Contudo, esse "pacotinho fiscal", na verdade, não traz maiores novidades e, muito menos, benefícios para os contribuintes; traz, sim, com a proposta de nova redação do art.150, § 7º Constituição Federal a demonstração incontestável - de que o Governo Brasileiro é DESONESTO - quando o assunto é cobrar tributo e, data venia, não possui ética na elaboração de normas impositivas.
Citações no texto
(1) Incentivos entre aspas, porque o verdadeiro incentivo para a exportação seria simplesmente a concessão de isenção objetiva do Pis e Cofins para as empresas que passam pela cadeia produtiva, cujo produto final seja exportado e não a criação de fórmula complexa de crédito presumido que na maioria das vezes nem é utilizado pelo contribuinte, devido à burocracia e o terrorismo fiscal provocado pela Secretaria da Receita Federal.

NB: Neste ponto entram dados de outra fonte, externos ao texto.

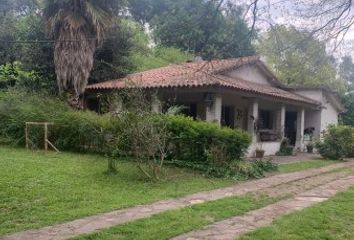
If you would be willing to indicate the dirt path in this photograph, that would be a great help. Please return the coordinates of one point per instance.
(235, 227)
(285, 183)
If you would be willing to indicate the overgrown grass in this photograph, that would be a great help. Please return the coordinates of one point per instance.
(303, 165)
(176, 222)
(39, 189)
(330, 220)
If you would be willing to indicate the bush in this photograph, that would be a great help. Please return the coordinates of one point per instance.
(337, 142)
(285, 149)
(195, 140)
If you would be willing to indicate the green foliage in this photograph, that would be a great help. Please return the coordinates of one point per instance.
(285, 149)
(346, 70)
(13, 75)
(158, 57)
(348, 101)
(39, 189)
(298, 58)
(114, 58)
(219, 150)
(337, 142)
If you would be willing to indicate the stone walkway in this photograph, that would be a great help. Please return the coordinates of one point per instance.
(233, 228)
(291, 182)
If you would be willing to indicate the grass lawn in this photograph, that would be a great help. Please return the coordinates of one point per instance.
(173, 223)
(330, 220)
(39, 189)
(303, 165)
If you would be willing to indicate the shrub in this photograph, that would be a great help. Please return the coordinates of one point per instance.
(337, 142)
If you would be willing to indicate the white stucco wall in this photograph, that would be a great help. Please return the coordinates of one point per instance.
(329, 115)
(249, 73)
(313, 119)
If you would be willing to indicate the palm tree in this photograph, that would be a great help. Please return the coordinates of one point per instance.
(78, 28)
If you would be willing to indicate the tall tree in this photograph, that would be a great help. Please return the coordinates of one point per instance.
(78, 28)
(298, 58)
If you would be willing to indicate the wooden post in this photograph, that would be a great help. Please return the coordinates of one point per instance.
(46, 136)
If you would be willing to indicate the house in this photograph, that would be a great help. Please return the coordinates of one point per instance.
(239, 93)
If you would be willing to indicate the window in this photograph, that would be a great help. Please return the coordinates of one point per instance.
(266, 119)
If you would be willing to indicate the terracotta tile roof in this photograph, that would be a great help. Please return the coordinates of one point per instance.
(199, 74)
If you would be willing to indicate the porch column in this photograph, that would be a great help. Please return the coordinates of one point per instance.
(156, 105)
(300, 129)
(213, 111)
(252, 118)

(2) Todos nós - principalmente Contadores e Advogados - sabemos que a tributação universal se divide em: Consumo, Renda e Patrimônio - e que a criação de imposto único é de fato delírio de pessoas não conhecedoras, ou até das conhecedoras do assunto, que usam do Discurso Intelectual Estelionatário para obter vantagens eleitorais.
(3) Muita gente não mais se lembra, mas o então Ministro da Saúde da época - que tanto brigou pela aprovação da contribuição no Congresso Nacional - Dr. Jatene - pediu demissão do ministério porque a referida contribuição estava sendo desviada para outros fins - e uns dois ou três anos atrás - o atual ministro José Serra também quase saiu do ministério pelo mesmo motivo.
(4) Conforto entre aspas, pois juridicamente falando o dispositivo apenas previu o óbvio...
(5) Por "força", como já nos manifestamos, o direito independe da atual redação do Art.150, §7º, da Constituição Federal.
(6) Essa desoneração é bastante positiva, pois é uma contradição tributar diretamente receitas de exportação.
(7) O gravame de ISS na importação de serviço, a priori nos parece lógico, pois, na compra de bens, ativos, e mercadorias em geral - ocorre a tributação do ICMS, IPI e II. Mas há de se ter cuidado na efetiva aplicação deste dispositivo, caso a Emenda seja aprovada, pois essa nova exação poderá encarecer a importação de serviços (que nos trazem, em contrapartida, o know how) para a elaboração de novas tecnologias.